Friday, December 9, 2011

America Should Side With Russian People Against Putin

Liberty: Russians have unexpectedly taken to the streets to obstruct Vladimir Putin's heavy-handed return to the presidency. Will the promise of the Soviet Union's demise be fulfilled two decades later?
Opponents of ex-KGB thug Vladimir Putin got a boost when Mikhail Gorbachev took their side. After Sunday's questionable parliamentary vote, giving Putin's United Russia party less than a majority, the last of the Soviet premiers told Interfax:


"More and more people are starting to believe that the election results are not fair." He also warned that "ignoring public opinion discredits the authorities and destabilizes the situation."
We have more than once debunked the myths surrounding Gorbachev. The late Boris Yeltsin, who famously stood on a Red Army tank in Moscow to defy a hard-line coup attempt in 1991, was the real post-Soviet hero; Gorbachev only wanted to soften communism.
But when even Gorbachev speaks out after years of being disgracefully reticent to criticize Putin, it shows just how dark the prospects for political freedom have become in his country.
Putin's party, at under 50%, got dramatically less than the 64% it garnered four years ago.
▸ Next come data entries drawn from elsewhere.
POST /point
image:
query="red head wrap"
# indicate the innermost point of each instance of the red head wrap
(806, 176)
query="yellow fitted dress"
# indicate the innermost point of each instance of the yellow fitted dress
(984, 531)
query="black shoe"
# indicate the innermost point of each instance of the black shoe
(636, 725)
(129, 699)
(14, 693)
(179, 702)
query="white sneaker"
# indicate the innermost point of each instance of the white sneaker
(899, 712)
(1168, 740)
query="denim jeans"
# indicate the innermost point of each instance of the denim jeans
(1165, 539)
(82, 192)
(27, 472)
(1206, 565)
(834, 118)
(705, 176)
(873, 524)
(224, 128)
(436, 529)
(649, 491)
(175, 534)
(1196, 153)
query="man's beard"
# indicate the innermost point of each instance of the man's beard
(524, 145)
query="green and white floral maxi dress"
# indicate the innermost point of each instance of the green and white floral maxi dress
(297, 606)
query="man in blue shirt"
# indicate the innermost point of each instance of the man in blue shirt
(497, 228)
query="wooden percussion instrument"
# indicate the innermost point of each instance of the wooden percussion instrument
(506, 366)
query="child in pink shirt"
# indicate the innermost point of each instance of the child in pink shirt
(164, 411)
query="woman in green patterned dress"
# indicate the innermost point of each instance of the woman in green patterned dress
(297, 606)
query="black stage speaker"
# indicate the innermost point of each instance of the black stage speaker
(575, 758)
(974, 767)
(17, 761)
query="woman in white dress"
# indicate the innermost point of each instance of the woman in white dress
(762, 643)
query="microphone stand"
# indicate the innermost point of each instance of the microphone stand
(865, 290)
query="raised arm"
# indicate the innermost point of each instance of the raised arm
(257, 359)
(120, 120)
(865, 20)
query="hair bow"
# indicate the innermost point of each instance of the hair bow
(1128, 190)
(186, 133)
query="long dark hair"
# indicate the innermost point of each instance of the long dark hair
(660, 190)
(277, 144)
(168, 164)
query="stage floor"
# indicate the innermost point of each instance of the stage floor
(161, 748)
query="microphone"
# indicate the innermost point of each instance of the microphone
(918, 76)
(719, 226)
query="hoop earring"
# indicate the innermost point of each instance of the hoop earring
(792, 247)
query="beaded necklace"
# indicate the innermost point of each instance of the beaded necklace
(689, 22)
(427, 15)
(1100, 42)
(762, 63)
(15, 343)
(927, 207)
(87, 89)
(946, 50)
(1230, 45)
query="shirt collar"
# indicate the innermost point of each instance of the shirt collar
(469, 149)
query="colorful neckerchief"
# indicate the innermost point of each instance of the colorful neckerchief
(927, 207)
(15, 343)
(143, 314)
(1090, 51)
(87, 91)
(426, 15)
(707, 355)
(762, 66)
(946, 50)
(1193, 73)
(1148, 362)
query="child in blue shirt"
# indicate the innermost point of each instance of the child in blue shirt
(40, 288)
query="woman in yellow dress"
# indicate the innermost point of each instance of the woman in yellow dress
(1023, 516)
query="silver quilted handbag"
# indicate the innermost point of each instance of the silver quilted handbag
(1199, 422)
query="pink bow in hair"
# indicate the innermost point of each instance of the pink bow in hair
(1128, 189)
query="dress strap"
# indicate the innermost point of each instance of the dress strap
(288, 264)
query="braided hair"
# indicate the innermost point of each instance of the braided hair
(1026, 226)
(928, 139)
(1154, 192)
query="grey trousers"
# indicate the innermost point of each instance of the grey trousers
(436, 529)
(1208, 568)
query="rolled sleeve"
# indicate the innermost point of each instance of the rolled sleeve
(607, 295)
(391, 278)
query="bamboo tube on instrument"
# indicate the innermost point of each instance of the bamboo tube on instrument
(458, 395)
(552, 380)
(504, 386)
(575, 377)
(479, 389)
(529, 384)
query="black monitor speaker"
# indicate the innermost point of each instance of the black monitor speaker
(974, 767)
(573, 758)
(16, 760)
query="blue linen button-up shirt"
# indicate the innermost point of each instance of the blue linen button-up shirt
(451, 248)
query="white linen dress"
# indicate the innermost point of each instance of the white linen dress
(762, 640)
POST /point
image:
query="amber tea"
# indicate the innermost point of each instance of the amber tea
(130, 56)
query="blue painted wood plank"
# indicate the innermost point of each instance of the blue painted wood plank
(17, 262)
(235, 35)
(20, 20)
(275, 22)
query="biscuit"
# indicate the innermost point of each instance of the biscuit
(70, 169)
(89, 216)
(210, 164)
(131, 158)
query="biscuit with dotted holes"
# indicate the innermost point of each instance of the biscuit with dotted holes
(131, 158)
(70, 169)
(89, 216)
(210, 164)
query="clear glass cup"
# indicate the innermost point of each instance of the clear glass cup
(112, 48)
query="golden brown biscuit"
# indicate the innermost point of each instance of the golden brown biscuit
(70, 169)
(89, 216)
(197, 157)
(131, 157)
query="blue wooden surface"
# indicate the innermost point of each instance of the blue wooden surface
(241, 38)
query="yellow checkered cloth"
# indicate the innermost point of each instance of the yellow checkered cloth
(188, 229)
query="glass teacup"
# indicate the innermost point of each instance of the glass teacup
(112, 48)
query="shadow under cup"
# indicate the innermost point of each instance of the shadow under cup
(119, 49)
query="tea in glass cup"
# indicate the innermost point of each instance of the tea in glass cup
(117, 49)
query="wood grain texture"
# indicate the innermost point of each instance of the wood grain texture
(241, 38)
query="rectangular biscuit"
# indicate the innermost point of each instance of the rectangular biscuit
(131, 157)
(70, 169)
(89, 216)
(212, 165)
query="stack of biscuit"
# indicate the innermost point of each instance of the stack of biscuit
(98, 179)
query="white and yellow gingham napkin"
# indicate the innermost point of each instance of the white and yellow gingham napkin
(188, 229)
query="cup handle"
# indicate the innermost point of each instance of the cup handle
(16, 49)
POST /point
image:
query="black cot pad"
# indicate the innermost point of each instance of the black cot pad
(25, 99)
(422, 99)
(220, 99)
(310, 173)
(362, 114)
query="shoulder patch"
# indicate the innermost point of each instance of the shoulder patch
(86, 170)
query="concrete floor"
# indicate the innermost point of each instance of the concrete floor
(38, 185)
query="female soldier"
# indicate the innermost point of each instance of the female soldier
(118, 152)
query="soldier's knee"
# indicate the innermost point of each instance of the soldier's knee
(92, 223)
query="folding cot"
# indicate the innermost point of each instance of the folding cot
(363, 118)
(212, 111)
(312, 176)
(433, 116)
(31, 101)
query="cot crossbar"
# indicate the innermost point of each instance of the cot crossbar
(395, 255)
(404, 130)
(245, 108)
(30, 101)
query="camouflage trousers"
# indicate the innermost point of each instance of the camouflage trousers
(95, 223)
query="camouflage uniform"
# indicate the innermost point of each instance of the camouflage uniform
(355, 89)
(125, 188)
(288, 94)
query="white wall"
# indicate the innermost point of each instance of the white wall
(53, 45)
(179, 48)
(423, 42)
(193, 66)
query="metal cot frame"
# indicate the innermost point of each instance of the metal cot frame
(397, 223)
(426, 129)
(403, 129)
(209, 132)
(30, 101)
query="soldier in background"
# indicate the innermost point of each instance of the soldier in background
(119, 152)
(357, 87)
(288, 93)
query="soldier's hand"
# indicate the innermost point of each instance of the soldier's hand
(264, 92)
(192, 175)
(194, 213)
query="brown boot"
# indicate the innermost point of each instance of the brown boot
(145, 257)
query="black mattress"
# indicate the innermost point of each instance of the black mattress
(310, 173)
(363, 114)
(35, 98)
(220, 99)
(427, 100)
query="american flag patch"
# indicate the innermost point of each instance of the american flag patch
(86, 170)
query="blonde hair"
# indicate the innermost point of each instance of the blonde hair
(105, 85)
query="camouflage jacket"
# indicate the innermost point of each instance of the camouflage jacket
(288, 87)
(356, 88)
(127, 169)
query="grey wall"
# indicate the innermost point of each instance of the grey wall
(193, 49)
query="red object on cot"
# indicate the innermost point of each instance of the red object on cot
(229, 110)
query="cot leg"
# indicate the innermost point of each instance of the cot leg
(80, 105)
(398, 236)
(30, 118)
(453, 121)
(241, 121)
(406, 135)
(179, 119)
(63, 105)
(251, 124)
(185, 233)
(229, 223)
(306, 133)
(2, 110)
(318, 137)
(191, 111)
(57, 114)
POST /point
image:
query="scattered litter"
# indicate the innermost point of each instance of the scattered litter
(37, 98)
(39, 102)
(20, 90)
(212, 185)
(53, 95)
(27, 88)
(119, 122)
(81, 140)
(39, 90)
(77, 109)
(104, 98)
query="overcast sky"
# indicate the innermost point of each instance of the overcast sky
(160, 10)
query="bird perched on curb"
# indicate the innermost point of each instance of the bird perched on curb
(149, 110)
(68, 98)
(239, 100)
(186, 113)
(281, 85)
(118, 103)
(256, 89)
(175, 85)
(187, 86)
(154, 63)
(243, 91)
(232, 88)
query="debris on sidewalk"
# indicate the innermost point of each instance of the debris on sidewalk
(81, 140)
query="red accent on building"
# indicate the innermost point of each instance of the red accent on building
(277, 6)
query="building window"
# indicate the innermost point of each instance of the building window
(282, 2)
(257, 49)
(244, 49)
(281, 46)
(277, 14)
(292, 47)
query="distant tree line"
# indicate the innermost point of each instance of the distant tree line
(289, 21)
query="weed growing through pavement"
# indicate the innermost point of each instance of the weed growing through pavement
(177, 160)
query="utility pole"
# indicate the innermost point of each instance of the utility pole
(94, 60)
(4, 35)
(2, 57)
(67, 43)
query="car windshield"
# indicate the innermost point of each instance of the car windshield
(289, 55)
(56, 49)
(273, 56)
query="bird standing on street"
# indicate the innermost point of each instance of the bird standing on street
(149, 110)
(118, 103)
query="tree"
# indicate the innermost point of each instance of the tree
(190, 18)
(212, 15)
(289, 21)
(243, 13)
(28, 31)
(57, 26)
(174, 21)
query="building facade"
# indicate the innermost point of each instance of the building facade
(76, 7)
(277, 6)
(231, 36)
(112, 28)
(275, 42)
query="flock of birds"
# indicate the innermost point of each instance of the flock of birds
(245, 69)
But even that low showing is recognized as well above the true percentage of votes, thanks to various forms of government-orchestrated voter fraud.
In reaction, thousands of Russians have been demonstrating in Moscow and St. Petersburg this week, with hundreds arrested. These protesters are far more likely to achieve Western-style representative government than the Arab Spring demonstrators unleashed by President Obama's foreign policy.
Egypt, for instance, will likely be taken over by the "civilizational jihadists" of the Muslim Brotherhood, while Shariah law and al-Qaida are rising to the top in post-Gadhafi Libya.
Unlike in Middle East Muslim nations, freedom is not culturally alien to Russians. Sadly, however, a resurgent Communist Party remains a strong opposition force to Putin. This is partially our fault because we blew our chance to cultivate a stabilized capitalism after the Soviet fall.
We can now rectify that mistake. We can stand with the Russian people who have dared to go public in opposing Putin — a nuclear-armed despot who threatens his own people as much as the rest of the world.